DESCRIPTION OF OUR DEBT SECURITIES
The following description sets forth certain general terms and provisions of the debt securities that we may offer under this prospectus and the applicable prospectus supplement. We will provide additional or different terms of the debt securities in the applicable prospectus supplement.
We will issue debt securities under an indenture, dated as of December 15, 2020, between the Company and U.S. Bank Trust Company, National Association (as successor in interest to U.S. Bank National Association), as trustee. We refer to this indenture, as amended and supplemented from time to time, as the “Indenture.” Previously, we entered into an indenture, dated as of July 20, 1994, as amended, supplemented and restated by a supplemental indenture, dated as of March 3, 1995, and as further amended or supplemented by a second supplemental indenture, dated as of November 25, 2015, in each case, with The Bank of New York Mellon Trust Company, N.A., as successor trustee (together, the “1995 Indenture”).
The following description summarizes some of the provisions of the Indenture. However, we have not described every aspect of the debt securities. In the summary below, we have included references for section numbers of the Indenture so that you can easily locate the applicable provisions. You should refer to the Indenture for a complete description of its provisions, because the Indenture, and not this description, will define your rights as a holder of the debt securities. Whenever we refer to particular sections or defined terms of the Indenture in this prospectus or in any applicable prospectus supplement, we are incorporating by reference those sections or defined terms into this prospectus or the applicable prospectus supplement.
We have filed the Indenture as an exhibit to the registration statement of which this prospectus is a part, and supplemental indentures and forms of debt securities containing the terms of the debt securities being offered will be filed as exhibits to the registration statement of which this prospectus is a part or will be incorporated by reference from reports that we file with the SEC. See “Where You Can Find More Information” for information on how to obtain a copy of the Indenture and any supplements thereto.
In the following description, all references to the “Company,” “we,” “us” and “our” refer only to Coca-Cola Consolidated, Inc. and not to any of its subsidiaries.
General
The Indenture does not limit the aggregate principal amount of debt securities that we may issue under the Indenture and provides that we may issue debt securities from time to time in one or more series. (Section 2.01). In addition, neither the Indenture nor the debt securities issued pursuant to the Indenture will limit or otherwise restrict the amount of senior indebtedness that we or our subsidiaries may incur.
As of November 30, 2023, we had not issued any debt securities under the Indenture and we had outstanding approximately $350,000,000 aggregate principal amount of 3.800% Senior Notes due 2025 under the 1995 Indenture.

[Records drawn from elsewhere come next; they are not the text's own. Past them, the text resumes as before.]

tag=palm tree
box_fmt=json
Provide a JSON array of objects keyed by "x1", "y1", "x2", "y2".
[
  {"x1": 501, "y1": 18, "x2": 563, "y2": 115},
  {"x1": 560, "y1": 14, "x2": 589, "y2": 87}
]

The debt securities issued pursuant to the Indenture will be our senior unsecured obligations and will rank pari passu with all of our other existing and future senior unsecured indebtedness, including the notes outstanding under the 1995 Indenture. The debt securities will be effectively subordinated to our existing and future secured indebtedness to the extent of the value of the assets securing such indebtedness. The debt securities will be structurally subordinated to all existing and future indebtedness and other liabilities of our subsidiaries. This means that holders of the debt securities will have a junior position to the claims of creditors of our subsidiaries on the assets and earnings of such subsidiaries. In other words, if we should default on our debt, we will not make payments on the debt securities until we have fully paid off our secured indebtedness and any indebtedness and other liabilities of our subsidiaries.